We examined other proteins for possible association with cCTCF loci. In each cell line separately, we counted how often a protein had the center of its ChIP-seq peak within ± 200bp from CTCF sites in three classes: the 12,014 cCTCF/cCohesin sites, the 925 cCTCF-non-cohesin sites, and all CTCF sites bound in the given cell line but excluding the cCTCF sites. We used all ENCODE TFBS datasets (encodeHaib, encodeSydh, encodeUTA, and encodeUW), histone modification datasets (encodeHistoneBroad, encodeHistoneUW, encodeHistoneUTA), and open chromatin datasets (encodeDukeDNase, encodeUWDNase, and encodeUNCFaire). The total number of histone marks analysed was 11 (Additional file 1). CTCF, Rad21, and Smc3were not included in the analysis. In total, we included 1011 ChIP-seq datasets representing 68 factors in this analysis and combined results from all cell lines for the same factor/feature.
On average, 74% of the cCTCF/cCohesin sites overlapped with DNase I [42,43] peaks compared to only 44% of the cCTCF-non-cohesin sites or 15% of all CTCF sites bound in a given cell line excluding cCTCF sites (Figure 5A); the same pattern held with FAIRE [44,45] peaks (Figure 5B). These results together indicate that cCTCF/cCohesin sites are highly associated with open chromatin. H2A.z was also more likely to be associated with the cCTCF compared to all CTCF sites bound in a given cell line excluding cCTCF sites (Figure 5C). Several factors, especially those that tend to be associated with actively transcribed genes or located at the proxy promoter such as H3k4me3 were more likely to be associated with the cCTCF-non-cohesin sites (Additional file 3: Figure S3).

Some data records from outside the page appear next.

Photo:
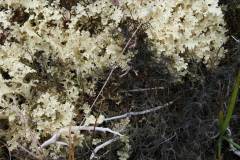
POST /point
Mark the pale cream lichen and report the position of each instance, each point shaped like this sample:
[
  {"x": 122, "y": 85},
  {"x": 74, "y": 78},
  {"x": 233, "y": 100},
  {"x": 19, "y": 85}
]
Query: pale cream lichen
[{"x": 55, "y": 56}]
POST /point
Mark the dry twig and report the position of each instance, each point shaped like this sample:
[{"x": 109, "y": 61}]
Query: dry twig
[
  {"x": 102, "y": 146},
  {"x": 56, "y": 136},
  {"x": 130, "y": 114}
]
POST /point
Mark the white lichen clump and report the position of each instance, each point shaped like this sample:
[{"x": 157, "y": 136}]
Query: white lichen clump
[{"x": 52, "y": 57}]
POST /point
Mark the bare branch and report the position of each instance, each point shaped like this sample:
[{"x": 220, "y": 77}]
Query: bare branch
[
  {"x": 102, "y": 146},
  {"x": 130, "y": 114},
  {"x": 56, "y": 136},
  {"x": 142, "y": 89}
]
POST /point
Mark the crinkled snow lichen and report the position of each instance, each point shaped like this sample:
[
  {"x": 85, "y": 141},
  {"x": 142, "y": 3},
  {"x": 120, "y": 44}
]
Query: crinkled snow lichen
[{"x": 51, "y": 57}]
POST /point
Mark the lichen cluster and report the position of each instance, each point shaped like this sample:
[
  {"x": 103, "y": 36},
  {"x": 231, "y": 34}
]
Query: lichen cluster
[{"x": 52, "y": 56}]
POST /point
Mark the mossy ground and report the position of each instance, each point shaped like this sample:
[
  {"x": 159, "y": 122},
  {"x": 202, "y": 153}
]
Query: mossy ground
[{"x": 184, "y": 131}]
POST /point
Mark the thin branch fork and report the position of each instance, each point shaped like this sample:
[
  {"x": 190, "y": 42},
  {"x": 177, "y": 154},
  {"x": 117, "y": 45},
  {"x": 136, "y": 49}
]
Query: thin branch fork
[
  {"x": 102, "y": 146},
  {"x": 130, "y": 114},
  {"x": 55, "y": 137}
]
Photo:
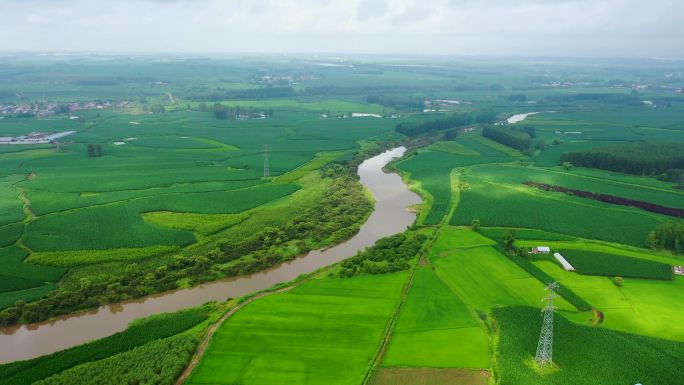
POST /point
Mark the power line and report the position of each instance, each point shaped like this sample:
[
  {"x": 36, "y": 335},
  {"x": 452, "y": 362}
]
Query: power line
[
  {"x": 544, "y": 354},
  {"x": 267, "y": 171}
]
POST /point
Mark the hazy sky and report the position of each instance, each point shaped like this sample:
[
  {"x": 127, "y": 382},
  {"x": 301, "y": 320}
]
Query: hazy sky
[{"x": 626, "y": 28}]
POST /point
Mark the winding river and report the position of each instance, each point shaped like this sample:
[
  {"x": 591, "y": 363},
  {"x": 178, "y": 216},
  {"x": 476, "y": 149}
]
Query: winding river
[{"x": 389, "y": 217}]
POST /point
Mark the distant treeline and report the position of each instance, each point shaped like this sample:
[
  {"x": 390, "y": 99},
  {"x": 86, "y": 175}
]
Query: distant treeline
[
  {"x": 222, "y": 112},
  {"x": 516, "y": 137},
  {"x": 668, "y": 236},
  {"x": 609, "y": 98},
  {"x": 443, "y": 123},
  {"x": 398, "y": 102},
  {"x": 248, "y": 94},
  {"x": 639, "y": 159},
  {"x": 478, "y": 87},
  {"x": 612, "y": 199}
]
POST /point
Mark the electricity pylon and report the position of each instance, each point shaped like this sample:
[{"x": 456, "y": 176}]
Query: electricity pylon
[
  {"x": 267, "y": 172},
  {"x": 544, "y": 354}
]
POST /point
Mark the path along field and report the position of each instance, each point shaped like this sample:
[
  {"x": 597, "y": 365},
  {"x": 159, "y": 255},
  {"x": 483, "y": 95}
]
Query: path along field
[
  {"x": 179, "y": 179},
  {"x": 325, "y": 331}
]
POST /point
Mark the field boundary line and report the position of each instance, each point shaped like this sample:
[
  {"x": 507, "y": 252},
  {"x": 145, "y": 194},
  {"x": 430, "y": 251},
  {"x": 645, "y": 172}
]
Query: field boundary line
[
  {"x": 389, "y": 330},
  {"x": 387, "y": 337},
  {"x": 202, "y": 348}
]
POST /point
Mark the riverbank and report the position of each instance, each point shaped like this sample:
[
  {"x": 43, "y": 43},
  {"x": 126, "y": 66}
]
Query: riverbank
[{"x": 390, "y": 216}]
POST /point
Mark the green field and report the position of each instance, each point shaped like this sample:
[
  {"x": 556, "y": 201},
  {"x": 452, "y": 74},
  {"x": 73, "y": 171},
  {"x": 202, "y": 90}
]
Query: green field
[
  {"x": 436, "y": 329},
  {"x": 584, "y": 355},
  {"x": 284, "y": 339},
  {"x": 592, "y": 263},
  {"x": 163, "y": 187}
]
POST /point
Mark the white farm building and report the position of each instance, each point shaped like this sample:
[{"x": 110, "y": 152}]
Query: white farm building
[{"x": 564, "y": 262}]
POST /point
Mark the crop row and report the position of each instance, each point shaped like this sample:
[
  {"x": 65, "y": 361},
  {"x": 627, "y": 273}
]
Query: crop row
[
  {"x": 592, "y": 263},
  {"x": 615, "y": 200}
]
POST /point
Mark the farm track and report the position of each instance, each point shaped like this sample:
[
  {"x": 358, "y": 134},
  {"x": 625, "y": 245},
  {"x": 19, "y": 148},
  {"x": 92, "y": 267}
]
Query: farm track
[
  {"x": 377, "y": 359},
  {"x": 389, "y": 330},
  {"x": 201, "y": 350}
]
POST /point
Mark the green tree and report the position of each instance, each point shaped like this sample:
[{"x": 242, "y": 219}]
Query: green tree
[{"x": 508, "y": 239}]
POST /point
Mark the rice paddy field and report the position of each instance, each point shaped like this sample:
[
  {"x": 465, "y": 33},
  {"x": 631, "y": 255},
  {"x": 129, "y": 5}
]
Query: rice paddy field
[{"x": 161, "y": 182}]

The motif logo of the extended cCTCF/cCohesin sites (30bp at each side) showed information flanking the 16-bp core CTCF motif (data not shown), indicative of the existence of additional motifs. To discover those motifs, we used the 12,014 cCTCF/cCohesin sequences. At each of the 30+30+16-5+1=72 positions, we counted the number of sequences in which each of the 1,024 possible k-mers (k=5) occurred as in . The counts were then ranked and the top 50 k-mers at each side of the core CTCF motif were combined separately to create the composite motif for the side using the position-specific k-mer frequency as the weight.
This process identified a 33/34-mer full-spectrum CTCF motif (Figure 6) that was reported previously . In addition, we identified two potentially novel motifs at the other side of the core CTCF motif (Figure 6). It is unclear if the pattern represents two separate motifs (denoted the 20-mer and the 26-mer) or one single motif (the 20+26-mer). The extra motif in the 20-mer resembled the GAGA-binding motif (GAGA) whereas the extra motif in the 26-mer resembled that for CAF1 (chromatin assembly factor) according to STAMP (http://www.benoslab.pitt.edu/stamp/). All of these full-spectrum motifs showed higher enrichment among cCTCF/cCohesin loci compared to either cCTCF-non-cohesin or all CTCF loci (Table 2). It is not clear if the additional motifs (20-/26-mer) at the right side of the canonical motif are bound by CTCF or by a co-factor. This question needs to be determined experimentally.
Recently, additional CTCF motifs such as (C6D, C7D, C8D, and U5C7D) have been reported . However, the proportions of those motifs in the context of the core motif are low ranging from 0.3% to 4% in CD43 cells. We estimated that the proportions of those motifs in both cCTCF and non-constitutive CTCF loci were ~0.5%.
Several studies have implicated CTCF in mediating long-range chromatin interactions [18-20,23-26,48,49]. The genome-wide CTCF-mediated chromatin interactions in cell lines K562 and MCF7 have been mapped using Chromatin Interaction Analysis Paired-End Tags (ChIA-PET) from ENCODE/GIS-Ruan. In cell line K562, we identified 105,041 unique CTCF binding sites (combined from replicates) in CTCF ChIP-seq peaks, among which 23,577 were cCTCF sites. The proportion of ChIA-PET interaction sites among these cCTCF sites was significantly higher than the corresponding proportion among the non-constitutive CTCF binding sites (odds ratio=7.7, p-value≈0, one-sided Fisher exact test) (Table 3a). This enrichment was also seen for cell line MCF7 (odds ratio=8.5, p-value≈0, one-sided Fisher exact test) (Table 3b). The majority of the cCTCF sites (60% and 82%, in K562 and MCF7, respectively) overlapped with the chromatin interaction regions compared to only 16% and 35% of the non-constitutive CTCF sites. Similarly, we found that among all CTCF-mediated interactions, more interactions involved cCTCF than the non-constitutive CTCF in both K562 and MCF7 cell lines (Table 4), respectively, despite there being 2.5 and 1.9 times more non-constitutive CTCF sites than cCTCF sites in those cell lines. Together those results suggest that chromatin interactions may be mediated largely by cCTCF sites.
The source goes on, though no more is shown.